The Spatial and Transport Impacts of Automated Driving, or STAD, is a joint research project about the implications of the future of accessibility and spatial development of mobility with respect to autonomous driving technologies.
As technologies and trends develop around the topic of automated driving, it becomes crucial for all entities that would be affected by such developments to be prepared for changes in the near future. Having 5 levels of automation identified, the most advanced levels of automated driving (5) as disruptive innovation leading to drastic changes in mobility patterns and even spatial structure of cities and regions.
Much progress has been made in understanding the short term and small scale impacts of less advanced levels of automated driving on driver behavior and traffic flows.

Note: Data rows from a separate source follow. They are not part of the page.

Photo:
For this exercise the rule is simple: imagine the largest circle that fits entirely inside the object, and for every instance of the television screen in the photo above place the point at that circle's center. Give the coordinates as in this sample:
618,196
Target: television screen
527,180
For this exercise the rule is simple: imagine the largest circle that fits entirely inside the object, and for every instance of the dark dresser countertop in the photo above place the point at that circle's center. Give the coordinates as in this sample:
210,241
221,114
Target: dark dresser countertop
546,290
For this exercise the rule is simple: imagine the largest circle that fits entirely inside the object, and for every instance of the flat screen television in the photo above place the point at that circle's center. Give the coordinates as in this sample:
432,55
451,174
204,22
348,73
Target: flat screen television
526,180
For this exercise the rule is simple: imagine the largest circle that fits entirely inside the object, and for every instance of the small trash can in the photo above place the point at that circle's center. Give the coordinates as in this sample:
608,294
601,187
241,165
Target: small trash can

However, much needed research into the longer term, indirect and larger scale impacts of more advanced levels of automated driving, on mobility, logistic and residential patterns and spatial-economic structure, is still in its infancy.
As a result, this project surfaced, bringing academic and governmental institutions, as well as private companies to collaborate on research and sub-projects that aim to fill the crucial knowledge gap by assessing the wider, long term transport and spatial implications of advanced levels of automated driving, which in turn may provide measures for better decision making for long-term transportation investments and planning. Particular topics that were taken into account in the research articulation pertain to regional development and accessibility, urban design, pedestrians and cyclists, impacts on public transport and parking.
The theoretical basis of the research project is the ‘ripple model’ of automated driving. The ripple model represents a metaphor of how impacts of driving automation propagate over time from changes in traffic and travel characteristics to spatial implications such as infrastructure and location choice and ultimately to economic and societal changes.
Concerning the research methods, high importance was attached to models and data for specific regional use cases and connections to current and future pilot projects. In order to distribute the different research topics, the scientific project approach is based on a coherent set of sub-projects.